I had hoped to use part of my Series Project (where I store all common things between projects like Character Sheets, etc.) for my Scratchpad (supplementing Research with Notes), using the template, but things kept falling apart when switching views from Notes to other things that use the Binder and gave me too much of a headache.

I’ll stick with Scratchpad and using File Explorer for searching, after all search results look into the content of the RTF files as well, so I’m not really gaining anything having a dedicated Scrivener Scratchpad project. I generally dump ideas in Scratchpad and sometime go back, but more often than not, not.

The Scratchpad location is defined in (on the Mac) the Scrivener → Settings → General → Scratchpad tab. Like all Scrivener-wide settings, the information is stored in Scrivener’s preferences file.

The location of the External Folder (if any), is project-specific and therefore is stored as part of the project information. (For this reason, using an External Folder as a pointer to the Scratchpad is not supported and probably will not work. It is not possible to share a single External Folder between multiple projects.)

Front matter and back matter designations are made exclusively by the Compile command. The Binder doesn’t know (or care) that a particular document is “special” in that way.

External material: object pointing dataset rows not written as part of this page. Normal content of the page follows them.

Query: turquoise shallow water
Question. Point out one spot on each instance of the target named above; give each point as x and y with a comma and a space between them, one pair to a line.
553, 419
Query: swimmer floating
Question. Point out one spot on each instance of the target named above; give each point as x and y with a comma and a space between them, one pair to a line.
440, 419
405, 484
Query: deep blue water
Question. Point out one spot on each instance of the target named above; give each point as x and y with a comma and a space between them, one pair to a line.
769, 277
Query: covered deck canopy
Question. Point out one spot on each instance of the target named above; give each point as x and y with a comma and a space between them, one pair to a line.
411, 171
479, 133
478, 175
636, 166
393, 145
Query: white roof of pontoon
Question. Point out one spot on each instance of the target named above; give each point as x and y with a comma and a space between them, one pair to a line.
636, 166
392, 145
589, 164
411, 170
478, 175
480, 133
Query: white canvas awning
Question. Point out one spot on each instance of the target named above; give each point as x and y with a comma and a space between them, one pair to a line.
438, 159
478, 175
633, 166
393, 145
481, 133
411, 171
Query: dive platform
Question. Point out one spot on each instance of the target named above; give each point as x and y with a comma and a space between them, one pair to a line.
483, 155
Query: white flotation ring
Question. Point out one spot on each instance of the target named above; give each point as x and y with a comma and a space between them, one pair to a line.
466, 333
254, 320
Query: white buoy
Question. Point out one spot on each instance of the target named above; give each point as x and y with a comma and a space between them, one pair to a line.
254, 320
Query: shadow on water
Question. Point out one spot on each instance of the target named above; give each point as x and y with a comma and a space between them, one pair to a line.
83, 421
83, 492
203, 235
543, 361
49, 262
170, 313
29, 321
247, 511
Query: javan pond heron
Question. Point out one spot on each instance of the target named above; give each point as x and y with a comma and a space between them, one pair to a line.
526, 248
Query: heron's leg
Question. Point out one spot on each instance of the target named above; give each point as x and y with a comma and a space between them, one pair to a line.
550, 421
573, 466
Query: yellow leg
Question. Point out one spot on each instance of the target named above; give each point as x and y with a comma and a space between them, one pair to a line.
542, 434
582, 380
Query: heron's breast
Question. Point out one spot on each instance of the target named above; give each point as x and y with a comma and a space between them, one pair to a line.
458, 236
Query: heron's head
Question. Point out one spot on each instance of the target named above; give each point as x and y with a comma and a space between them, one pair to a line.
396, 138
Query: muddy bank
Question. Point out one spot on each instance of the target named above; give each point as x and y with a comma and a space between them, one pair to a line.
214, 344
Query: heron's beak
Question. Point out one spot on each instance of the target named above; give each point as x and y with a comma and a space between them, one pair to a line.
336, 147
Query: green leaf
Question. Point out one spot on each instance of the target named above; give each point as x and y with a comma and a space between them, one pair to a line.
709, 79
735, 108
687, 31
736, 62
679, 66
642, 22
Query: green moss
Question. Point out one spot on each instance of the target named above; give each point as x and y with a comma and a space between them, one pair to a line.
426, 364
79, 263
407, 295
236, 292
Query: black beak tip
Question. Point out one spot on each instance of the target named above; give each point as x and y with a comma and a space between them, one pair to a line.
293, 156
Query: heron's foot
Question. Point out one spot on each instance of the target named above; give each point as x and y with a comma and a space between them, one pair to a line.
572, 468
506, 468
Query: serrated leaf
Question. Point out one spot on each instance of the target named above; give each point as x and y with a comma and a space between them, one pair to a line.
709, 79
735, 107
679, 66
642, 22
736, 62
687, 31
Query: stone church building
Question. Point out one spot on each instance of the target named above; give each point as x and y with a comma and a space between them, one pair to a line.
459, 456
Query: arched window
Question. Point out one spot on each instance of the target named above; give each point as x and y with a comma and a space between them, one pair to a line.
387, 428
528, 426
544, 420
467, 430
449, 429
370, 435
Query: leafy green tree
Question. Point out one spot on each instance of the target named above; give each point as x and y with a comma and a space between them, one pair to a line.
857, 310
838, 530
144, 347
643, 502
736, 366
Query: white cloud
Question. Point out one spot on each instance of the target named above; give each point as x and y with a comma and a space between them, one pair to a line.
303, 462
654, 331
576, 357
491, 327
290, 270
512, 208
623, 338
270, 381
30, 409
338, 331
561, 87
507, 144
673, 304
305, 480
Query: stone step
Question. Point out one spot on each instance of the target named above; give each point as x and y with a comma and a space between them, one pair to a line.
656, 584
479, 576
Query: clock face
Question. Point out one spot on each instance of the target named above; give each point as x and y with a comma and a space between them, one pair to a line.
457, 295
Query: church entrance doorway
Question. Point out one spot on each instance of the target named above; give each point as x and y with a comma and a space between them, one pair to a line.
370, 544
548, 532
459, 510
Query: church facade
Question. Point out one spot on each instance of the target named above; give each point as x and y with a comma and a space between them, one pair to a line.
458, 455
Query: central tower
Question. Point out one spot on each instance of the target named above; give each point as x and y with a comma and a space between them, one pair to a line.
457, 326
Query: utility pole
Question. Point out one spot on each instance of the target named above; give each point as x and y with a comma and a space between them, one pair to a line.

It makes sense that users are “locked out” of certain folders, else they’d be closing one project that’s syncing (which could be from a couple of seconds to a long while) as part of its close down procedure and trying to invoke a Scratchpad entry in another project, lock-up Scrivener and report a buggy application.

What seems to be happening when I try using Scrivener’s Sync Folder functionality with the folder assigned to Scrivener’s Scratchpad documents (rich text documents) is that Scrivener seems experience a recursion loop. It appears that Scrivener performs some sort of live backup to the Scratchpad, triggered by a Mac Finder last modified system notification event that is itself triggered by Scrivener’s auto saving loop? Long and short… don’t try this at home kids!

As I said, what you are doing is not supported and entirely at your own risk.